= Apple Worm =

Software by Apple

The Apple Worm is a computer program written by Apple Computer, and especially for the 6502 microprocessor, which performs dynamic self-relocation. The source code of the Apple Worm is the first program printed in its entirety in Scientific American. The Apple Worm was designed and developed by James R. Hauser and William R. Buckley. Other example Apple Worm programs are described in the cover story of the November 1986 issue of Call_A.P.P.L.E. Magazine.

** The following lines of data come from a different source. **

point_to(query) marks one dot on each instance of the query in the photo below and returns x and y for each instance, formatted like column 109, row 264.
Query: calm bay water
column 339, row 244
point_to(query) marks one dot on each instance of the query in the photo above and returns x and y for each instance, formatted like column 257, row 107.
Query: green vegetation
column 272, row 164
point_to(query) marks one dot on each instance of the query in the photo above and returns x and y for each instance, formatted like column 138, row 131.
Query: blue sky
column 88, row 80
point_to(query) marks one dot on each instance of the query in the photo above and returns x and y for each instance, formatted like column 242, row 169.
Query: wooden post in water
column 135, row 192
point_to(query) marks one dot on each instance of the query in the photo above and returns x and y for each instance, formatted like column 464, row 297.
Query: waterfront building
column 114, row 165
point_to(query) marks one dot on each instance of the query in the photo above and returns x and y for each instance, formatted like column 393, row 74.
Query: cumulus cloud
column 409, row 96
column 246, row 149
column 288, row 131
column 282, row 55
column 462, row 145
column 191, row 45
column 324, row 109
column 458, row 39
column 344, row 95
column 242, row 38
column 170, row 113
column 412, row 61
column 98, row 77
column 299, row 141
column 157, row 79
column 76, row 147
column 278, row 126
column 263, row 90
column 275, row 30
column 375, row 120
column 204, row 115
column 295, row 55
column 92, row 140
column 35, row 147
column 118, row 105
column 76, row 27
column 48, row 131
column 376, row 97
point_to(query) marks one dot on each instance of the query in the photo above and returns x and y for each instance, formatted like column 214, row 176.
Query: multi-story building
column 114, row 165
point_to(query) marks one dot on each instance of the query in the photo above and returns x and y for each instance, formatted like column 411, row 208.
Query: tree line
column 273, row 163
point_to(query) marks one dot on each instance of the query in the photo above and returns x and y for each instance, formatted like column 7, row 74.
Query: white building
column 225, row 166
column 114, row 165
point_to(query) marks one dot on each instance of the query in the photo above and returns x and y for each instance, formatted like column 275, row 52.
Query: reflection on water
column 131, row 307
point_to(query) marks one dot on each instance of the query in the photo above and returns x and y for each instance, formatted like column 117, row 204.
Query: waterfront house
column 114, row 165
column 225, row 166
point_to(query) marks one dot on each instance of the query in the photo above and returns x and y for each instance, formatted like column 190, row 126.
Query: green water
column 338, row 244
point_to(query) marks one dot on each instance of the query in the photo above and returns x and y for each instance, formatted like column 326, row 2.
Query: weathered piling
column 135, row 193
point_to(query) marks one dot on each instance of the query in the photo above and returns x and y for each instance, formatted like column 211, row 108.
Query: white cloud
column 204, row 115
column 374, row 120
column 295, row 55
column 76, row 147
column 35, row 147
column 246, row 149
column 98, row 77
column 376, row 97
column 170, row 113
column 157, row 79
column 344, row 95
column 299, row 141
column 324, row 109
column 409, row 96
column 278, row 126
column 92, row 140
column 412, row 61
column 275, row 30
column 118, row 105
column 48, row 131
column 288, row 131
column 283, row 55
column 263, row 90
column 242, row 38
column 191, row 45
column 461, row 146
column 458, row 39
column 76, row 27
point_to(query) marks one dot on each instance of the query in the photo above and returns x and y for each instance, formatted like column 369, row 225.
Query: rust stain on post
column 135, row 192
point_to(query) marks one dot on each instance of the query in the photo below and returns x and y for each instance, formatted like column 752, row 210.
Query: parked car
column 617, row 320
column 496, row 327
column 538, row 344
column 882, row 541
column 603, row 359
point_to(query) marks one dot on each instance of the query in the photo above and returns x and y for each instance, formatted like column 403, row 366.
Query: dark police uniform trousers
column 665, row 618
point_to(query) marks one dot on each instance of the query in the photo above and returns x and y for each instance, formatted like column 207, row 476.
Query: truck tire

Because the Apple Worm performs dynamic self-relocation within the one main memory of one computer, it does not constitute a computer virus, an apt if somewhat inaccurate description. Although the analogous behavior of copying code between memories is exactly the act performed by a computer virus, the virus has other characters not present in the worm. Such programs do not necessarily cause collateral damage to the computing systems upon which their instructions execute; there is no reliance upon a vector to ensure subsequent execution. This extends to the computer virus; it need not be destructive in order to effect its communication between computational environments.

==Programs==
A typical computer program manipulates data which is external to the corporeal representation of the computer program. In programmer-ese, this means the code and data spaces are kept separate. Programs which manipulate data which is internal to its corporeal representation, such as that held in the code space, are self-relational; in part at least, its function is to maintain its function. In this sense, a dynamic self-relocator is a self-referential system, as defined by Douglas R. Hofstadter.

==Other examples==
The instruction set of the PDP-11 computer includes an instruction for moving data, which when constructed in a particular form causes itself to be moved from higher addresses to lower addresses; the form includes an automatic decrement of the instruction pointer register. Hence, when this instruction includes autodecrement of the instruction pointer, it behaves as a dynamic self-relocator.

A more current example of a self-relocating program is an adaptation of the Apple Worm for the Intel 80x86 microprocessor and its derivatives, such as the Pentium, and corresponding AMD microprocessors.